Perbuatan yang digolongkan perbuatan pidana untuk penataan ruang adalah
antara lain :
- Tidak menaati rencana tata ruang yang telah ditetapkan;
- Tidak menaati rencana tata ruang yang telah ditetapkan dan berakiat timbulnya kerugian terhadap harta benda atau kerusakan barang;
- Tidak menaati rencana tata ruang yang telah ditetapkan dan mengakibatkan kematian orang;
- Memanfaatkan ruang tidak sesuai dengan izin pemanfaatan ruangnya;Memanfaatkan ruang tidak sesuai dengan izin pemanfaatan ruangnya dan mengakibatkan perubahan fungsi ruang;
- Memanfaatkan ruang tidak sesuai dengan izin pemanfaatan ruangnya dan mengakibatkan kerugian terhadap harta benda atau kerusakan barang;
- Memanfaatkan ruang tidak sesuai dengan izin pemanfaatan ruangnya dan mengakibatkan kematian orang;
- Tidak mematuhi ketentuan yang ditetapkan dalam persyaratan izin pemanfaatan ruang;
- Tidak memberikan akses terhadap kawasan yang oleh ketentuan peraturan perundang-undangan dinyatakan sebagai milik umum; dan
- Pejabat Pemerintah yang berwenang yang menerbitkan izin tidak sesuai dengan rencana tata ruang
Jenis hukumannya cukup bervariasi dengan
sistematika sanksi kumulatif penjara dan denda.
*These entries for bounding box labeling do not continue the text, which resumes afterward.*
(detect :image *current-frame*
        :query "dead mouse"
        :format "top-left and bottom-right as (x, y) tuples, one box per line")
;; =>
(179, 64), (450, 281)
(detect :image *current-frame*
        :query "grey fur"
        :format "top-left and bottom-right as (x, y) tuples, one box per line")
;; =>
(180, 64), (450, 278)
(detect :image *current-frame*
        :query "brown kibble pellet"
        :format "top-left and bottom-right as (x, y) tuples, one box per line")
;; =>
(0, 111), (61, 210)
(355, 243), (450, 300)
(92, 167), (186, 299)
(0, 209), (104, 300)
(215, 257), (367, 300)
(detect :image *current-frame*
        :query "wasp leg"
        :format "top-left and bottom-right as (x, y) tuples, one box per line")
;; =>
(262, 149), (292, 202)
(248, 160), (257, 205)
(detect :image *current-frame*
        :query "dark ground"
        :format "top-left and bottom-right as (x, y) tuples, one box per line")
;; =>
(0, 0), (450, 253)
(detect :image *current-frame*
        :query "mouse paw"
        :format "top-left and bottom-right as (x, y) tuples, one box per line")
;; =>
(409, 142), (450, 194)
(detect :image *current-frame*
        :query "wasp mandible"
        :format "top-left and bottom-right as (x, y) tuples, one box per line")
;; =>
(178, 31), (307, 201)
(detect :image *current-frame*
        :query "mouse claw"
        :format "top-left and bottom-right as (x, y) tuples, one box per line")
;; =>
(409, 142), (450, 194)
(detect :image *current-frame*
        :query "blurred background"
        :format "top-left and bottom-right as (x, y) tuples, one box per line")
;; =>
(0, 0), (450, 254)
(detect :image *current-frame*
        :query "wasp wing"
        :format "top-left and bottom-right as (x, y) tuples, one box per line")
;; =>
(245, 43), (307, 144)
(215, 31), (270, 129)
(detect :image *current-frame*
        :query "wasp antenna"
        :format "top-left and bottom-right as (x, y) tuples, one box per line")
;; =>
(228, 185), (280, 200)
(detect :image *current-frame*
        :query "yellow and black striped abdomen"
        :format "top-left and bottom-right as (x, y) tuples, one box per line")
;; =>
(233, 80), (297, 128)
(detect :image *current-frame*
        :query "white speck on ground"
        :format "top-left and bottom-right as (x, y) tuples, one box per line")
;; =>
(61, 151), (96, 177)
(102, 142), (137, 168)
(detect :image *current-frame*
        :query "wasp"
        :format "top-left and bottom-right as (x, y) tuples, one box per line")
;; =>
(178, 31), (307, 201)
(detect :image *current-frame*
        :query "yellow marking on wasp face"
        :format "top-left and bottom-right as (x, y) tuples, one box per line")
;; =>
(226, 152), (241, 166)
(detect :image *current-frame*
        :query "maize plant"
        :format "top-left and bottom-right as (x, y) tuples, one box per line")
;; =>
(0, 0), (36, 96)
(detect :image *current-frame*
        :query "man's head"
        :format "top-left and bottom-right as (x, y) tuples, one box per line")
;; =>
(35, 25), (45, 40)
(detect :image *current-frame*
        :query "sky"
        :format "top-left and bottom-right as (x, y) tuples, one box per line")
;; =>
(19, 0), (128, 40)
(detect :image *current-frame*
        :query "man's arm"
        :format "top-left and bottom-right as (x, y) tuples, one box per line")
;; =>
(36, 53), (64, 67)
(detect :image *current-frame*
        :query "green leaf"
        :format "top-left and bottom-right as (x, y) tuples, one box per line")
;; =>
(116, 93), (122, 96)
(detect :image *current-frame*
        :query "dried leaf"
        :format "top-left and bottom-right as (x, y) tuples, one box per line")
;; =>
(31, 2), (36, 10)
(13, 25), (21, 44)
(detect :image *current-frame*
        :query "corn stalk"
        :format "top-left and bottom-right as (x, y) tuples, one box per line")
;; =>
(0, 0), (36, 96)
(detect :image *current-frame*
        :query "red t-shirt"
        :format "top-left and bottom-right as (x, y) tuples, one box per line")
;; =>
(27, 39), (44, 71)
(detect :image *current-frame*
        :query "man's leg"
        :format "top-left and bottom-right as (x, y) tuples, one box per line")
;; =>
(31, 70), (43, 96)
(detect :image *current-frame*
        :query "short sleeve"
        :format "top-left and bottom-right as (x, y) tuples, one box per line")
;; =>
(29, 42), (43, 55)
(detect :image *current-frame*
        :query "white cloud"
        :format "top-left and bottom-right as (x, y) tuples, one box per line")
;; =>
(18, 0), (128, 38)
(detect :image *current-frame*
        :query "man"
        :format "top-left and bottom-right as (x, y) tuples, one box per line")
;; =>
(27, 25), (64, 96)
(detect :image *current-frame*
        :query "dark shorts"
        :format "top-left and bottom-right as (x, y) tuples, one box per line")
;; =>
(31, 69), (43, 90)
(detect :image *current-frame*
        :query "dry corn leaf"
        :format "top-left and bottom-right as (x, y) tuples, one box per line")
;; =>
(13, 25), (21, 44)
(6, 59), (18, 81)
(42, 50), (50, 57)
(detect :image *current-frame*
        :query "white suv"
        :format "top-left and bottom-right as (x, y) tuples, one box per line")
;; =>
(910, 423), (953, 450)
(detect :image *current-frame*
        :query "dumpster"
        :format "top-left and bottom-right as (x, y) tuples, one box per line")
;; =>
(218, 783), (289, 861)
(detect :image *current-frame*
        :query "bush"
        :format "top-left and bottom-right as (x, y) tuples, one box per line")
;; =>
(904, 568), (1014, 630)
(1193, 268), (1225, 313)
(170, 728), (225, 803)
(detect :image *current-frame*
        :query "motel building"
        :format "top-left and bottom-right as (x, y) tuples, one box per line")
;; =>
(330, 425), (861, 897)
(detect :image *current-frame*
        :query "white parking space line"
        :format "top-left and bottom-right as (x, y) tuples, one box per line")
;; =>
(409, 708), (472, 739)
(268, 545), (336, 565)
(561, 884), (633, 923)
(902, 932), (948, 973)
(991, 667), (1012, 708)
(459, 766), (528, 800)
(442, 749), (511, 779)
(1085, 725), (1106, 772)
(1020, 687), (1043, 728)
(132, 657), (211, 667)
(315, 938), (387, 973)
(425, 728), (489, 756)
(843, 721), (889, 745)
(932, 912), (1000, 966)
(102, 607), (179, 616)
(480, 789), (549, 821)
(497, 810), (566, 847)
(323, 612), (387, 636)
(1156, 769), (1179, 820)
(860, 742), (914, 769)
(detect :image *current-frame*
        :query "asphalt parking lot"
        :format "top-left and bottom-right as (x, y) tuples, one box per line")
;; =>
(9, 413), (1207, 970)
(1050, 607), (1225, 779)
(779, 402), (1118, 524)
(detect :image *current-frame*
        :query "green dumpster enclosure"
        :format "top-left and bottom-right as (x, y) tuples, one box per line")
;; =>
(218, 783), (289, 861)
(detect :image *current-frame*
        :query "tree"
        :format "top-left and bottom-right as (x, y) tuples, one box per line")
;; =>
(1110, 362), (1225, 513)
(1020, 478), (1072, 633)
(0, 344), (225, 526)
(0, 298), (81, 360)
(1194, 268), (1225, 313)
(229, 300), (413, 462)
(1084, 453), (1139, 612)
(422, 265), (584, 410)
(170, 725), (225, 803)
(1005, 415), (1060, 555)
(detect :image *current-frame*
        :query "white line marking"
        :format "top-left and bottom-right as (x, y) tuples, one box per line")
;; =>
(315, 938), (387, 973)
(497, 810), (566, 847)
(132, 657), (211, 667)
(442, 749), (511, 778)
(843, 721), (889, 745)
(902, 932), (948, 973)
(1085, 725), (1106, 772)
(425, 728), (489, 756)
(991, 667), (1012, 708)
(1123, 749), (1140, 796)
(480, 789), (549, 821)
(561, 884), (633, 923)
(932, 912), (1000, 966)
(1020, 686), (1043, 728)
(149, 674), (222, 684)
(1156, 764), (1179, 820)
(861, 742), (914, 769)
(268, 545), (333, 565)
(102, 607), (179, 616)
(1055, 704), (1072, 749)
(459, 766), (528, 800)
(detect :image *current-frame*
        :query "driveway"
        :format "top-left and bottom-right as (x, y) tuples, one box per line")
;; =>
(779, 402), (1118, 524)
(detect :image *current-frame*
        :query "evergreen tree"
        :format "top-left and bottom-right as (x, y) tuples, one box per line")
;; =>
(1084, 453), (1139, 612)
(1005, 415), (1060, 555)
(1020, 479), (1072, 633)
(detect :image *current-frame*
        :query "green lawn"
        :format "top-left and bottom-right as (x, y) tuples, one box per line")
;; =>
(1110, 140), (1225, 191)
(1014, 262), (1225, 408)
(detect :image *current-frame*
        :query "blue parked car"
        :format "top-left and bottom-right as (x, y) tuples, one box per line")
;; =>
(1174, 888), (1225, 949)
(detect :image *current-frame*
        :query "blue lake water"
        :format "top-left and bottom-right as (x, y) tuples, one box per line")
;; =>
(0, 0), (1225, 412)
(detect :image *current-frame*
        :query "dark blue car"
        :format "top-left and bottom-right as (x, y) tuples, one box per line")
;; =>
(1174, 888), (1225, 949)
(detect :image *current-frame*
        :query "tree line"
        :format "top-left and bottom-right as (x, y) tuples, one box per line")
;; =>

Jika ditelaah secara
menyeluruh, maka dapat dilihat lamanya hukuman penjara yang dapat dijatuhkan
antara 1 tahun sampai dengan 15 tahun. Sedangkan besaran denda yang dijatuhkan
paling banyak lima miliar rupiah. Bahkan khusus untuk pemberi izin, selain
dipenjara dan denda, dia dapat dikenai pedana tambahan berupa pemberhentian
secara tdak dengan hirmat dari jabatannya. Secara singkat dapat disimpulkan
bahwa pelanggaran pidana terhadap penataan ruang dapat dijatuhi hukuman yang
cukup berat dan mampu menimbulkan efek taat kepada penataan ruang.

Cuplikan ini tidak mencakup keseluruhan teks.